NEW DELHI (AP) -- India's Supreme Court barred Italy's ambassador from leaving the country Thursday and demanded that he explain why his country is refusing to return two Italian marines to stand trial for the killing of two Indian fishermen, a government official said.
The court had allowed the marines to go home in February to vote in national elections and to celebrate Easter with a written promise from Italian Ambassador Daniele Mancini that they would return to stand trial. Italy announced Monday that it would not send them back.
The dispute has damaged relations. Indian Prime Minister Manmohan Singh said there would be consequences if Italy does not back down.
Indian Foreign Minister Salman Kurshid said the matter "will be treated with urgency and it will be treated with determination to ensure that we don't suffer."
Kurshid said the government would wait for the Supreme Court to make a ruling.
The court demanded Thursday that Italy explain why it was reneging on its promise, banned Mancini from leaving India without its permission and insisted he file his response by Monday.
Indian External Affairs Ministry spokesman Syed Akbaruddin said India expected Italy to respect the agreement that its ambassador voluntarily submitted to India's top court.

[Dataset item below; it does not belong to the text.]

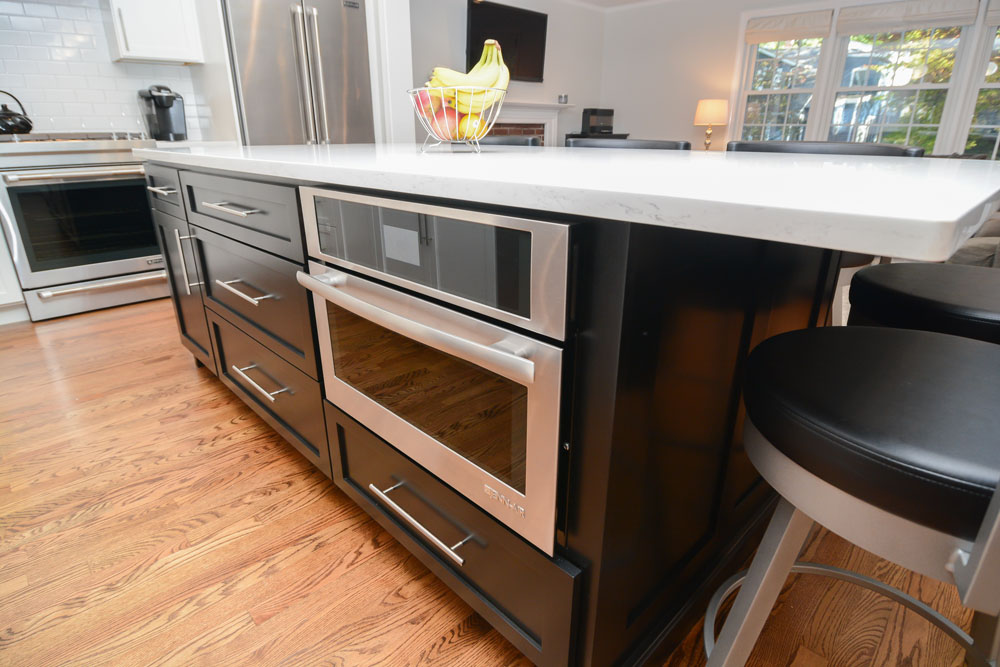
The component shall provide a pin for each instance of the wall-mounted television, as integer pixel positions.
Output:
(521, 34)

"That's the issue at stake. Everything else takes a secondary importance," Akbaruddin told reporters.
He said India was reviewing its relations with Italy. "We will take further action that is appropriate, taking into account all aspects of our relations," Akbaruddin said.
The marines, Massimilian Latorre and Salvatore Girone, were part of a military security team aboard a cargo ship when they opened fire on a fishing boat in February last year, killing the two fishermen. The marines said they mistook the boat for a pirate craft.
Italy maintains that the shooting occurred in international waters and that Rome should have jurisdiction. India says the ship was in Indian territorial waters.
The Italian Foreign Ministry said in a statement Monday that Italy would not return the marines because India's decision to try the pair there would violate their rights, in particular the principle of immunity for foreign state actors. The ministry said it would be open to international mediation.
Singh told Parliament on Wednesday that Italy's actions "violate every rule of diplomatic discourse" and said they had damaged bilateral relations that were built on trust.
A spokesman for U.N. Secretary-General Ban Ki-moon said Wednesday that he called on both sides to peacefully resolve their issues in accordance with international law. Italian Foreign Minister Giulio Terzi welcomed Ban's statement and said Italy was prepared to reach a solution with India.